Kanner considerava questo disturbo come distinto dal gruppo delle patologie schizofreniche e nonostante riconoscesse che nelle forme schizofreniche più evidenti l’appiattimento emotivo fosse il sintomo prevalente nel quadro clinico, successivamente attribuì maggiore rilevanza alla perdita di contatto con la realtà; intuendo come, mentre il sintomo schizofrenico si traduca in un ritiro dal mondo sociale, nel bambino autistico la possibilità di instaurare questo tipo di contatto non è contemplata in quanto il bambino autistico non vi è mai entrato. In seguito a tale intuizione egli optò per una definizione differente che gli permettesse un migliore inquadramento del problema parlando a tal proposito di “autismo infantile precoce”.

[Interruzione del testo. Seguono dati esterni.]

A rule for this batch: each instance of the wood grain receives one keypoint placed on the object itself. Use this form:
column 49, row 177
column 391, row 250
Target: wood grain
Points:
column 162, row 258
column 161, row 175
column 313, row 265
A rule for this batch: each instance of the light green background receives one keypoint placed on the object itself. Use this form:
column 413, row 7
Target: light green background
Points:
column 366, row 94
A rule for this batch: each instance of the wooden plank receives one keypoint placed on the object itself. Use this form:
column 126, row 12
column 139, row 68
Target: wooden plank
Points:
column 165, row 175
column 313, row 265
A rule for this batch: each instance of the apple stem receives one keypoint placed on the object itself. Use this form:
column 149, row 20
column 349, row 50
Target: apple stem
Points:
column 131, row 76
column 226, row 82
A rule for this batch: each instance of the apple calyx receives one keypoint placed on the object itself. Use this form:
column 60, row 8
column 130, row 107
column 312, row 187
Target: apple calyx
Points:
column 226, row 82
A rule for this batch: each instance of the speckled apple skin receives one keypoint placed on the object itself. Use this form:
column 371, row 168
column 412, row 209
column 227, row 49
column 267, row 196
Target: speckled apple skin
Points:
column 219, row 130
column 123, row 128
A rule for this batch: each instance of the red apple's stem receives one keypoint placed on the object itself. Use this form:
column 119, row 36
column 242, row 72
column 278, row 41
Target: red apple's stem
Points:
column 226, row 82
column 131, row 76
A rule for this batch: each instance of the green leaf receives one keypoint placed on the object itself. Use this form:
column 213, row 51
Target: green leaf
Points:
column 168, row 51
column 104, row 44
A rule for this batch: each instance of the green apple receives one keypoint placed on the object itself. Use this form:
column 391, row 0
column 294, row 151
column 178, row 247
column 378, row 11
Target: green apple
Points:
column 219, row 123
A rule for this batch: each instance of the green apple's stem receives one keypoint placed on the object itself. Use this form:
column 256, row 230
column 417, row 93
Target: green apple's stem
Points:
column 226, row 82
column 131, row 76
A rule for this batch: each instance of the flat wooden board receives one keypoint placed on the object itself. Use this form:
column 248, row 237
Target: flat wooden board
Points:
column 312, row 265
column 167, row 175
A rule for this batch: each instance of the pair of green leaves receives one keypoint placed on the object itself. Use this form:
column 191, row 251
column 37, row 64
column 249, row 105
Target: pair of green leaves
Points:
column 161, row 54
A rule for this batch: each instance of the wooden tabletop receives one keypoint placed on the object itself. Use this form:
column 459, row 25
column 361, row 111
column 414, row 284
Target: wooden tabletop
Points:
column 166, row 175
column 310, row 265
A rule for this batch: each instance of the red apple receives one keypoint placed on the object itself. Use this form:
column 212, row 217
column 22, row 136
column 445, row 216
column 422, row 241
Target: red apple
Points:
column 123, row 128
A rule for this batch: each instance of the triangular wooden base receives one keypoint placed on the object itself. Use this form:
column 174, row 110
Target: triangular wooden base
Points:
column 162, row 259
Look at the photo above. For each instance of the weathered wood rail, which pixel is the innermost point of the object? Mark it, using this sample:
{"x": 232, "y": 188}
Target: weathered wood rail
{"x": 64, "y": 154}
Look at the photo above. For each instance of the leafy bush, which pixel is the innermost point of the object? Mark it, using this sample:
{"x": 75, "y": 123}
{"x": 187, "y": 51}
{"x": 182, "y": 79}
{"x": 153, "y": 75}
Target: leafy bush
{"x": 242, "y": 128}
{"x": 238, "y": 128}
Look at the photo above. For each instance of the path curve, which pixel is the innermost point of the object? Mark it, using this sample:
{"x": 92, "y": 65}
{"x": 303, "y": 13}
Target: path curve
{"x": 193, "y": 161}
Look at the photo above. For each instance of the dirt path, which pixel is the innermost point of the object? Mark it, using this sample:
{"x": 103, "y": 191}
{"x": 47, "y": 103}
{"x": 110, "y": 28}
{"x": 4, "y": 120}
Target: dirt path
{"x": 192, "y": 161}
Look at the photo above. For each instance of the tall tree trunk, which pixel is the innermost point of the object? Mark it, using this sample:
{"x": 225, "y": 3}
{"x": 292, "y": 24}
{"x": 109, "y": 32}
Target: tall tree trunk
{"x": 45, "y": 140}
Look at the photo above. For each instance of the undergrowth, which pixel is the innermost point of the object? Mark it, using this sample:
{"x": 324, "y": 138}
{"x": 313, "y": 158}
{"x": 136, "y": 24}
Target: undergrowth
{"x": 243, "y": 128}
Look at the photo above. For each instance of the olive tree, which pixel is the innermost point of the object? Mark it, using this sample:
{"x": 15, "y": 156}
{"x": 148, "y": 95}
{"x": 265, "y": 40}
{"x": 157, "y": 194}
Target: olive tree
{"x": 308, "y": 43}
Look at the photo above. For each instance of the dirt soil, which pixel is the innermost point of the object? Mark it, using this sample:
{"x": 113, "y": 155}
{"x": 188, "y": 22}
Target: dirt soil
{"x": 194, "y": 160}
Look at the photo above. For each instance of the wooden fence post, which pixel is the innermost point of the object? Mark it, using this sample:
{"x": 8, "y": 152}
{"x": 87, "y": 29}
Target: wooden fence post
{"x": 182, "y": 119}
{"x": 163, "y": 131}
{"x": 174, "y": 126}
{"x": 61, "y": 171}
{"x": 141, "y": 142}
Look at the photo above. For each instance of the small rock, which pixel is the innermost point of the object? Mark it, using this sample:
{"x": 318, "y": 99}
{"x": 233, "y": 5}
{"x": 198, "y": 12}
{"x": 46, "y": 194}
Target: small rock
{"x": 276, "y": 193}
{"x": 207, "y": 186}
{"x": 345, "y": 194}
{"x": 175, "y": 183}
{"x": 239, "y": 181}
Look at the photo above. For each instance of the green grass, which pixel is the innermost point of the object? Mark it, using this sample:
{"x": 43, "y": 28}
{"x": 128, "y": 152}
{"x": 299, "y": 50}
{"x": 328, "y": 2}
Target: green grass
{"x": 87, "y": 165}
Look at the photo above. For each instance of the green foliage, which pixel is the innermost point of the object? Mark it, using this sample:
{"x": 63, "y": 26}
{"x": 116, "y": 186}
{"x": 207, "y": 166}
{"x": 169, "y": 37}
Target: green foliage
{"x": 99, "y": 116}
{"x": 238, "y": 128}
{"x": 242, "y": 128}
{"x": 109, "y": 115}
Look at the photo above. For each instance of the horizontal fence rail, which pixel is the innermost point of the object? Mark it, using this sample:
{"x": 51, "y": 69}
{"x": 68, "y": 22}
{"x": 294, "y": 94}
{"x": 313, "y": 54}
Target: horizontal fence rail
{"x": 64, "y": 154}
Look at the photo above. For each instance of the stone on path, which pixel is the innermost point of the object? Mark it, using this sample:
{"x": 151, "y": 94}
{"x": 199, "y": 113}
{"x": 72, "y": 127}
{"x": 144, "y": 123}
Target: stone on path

Se in un primo momento Kanner non conferì molta importanza alla relazione comportamentale tra il bambino autistico e la famiglia, a seguito delle indagini condotte assieme al suo collaboratore Eisenberg, giunse alla conclusione, esposta nel Simposio del 1955, del ruolo fondamentale che la configurazione familiare riveste nella genesi del disturbo autistico. In seguito Kanner e Eisenberg osservarono come “la refrigerazione affettiva” intesa come la mancanza di vicinanza emotiva, fosse il tratto maggiormente diffuso tra i bambini autistici. Kanner si pose il quesito di quale fosse la causa della refrigerazione affettiva e dedusse, proseguendo nelle indagini, che il bambino resta rinchiuso nella sua condizione autistica primaria in quanto sono i genitori a non aver fornito al bambino i mezzi che gli consentirebbero di superare il suo stato di isolamento, che Kanner paragona a un guscio.

Un anno dopo (1944) Hans Asperger ignaro delle osservazioni di Kanner, individua e descrive i casi clinici di 4 bambini che presentano lo stesso tipo di sintomatologia, giungendo a parlare di “psicopatia autistica”. I ragazzi manifestano inclinazioni e doti straordinarie, relazioni sociali limitate, comportamenti stereotipati e un uso del linguaggio del tutto peculiare.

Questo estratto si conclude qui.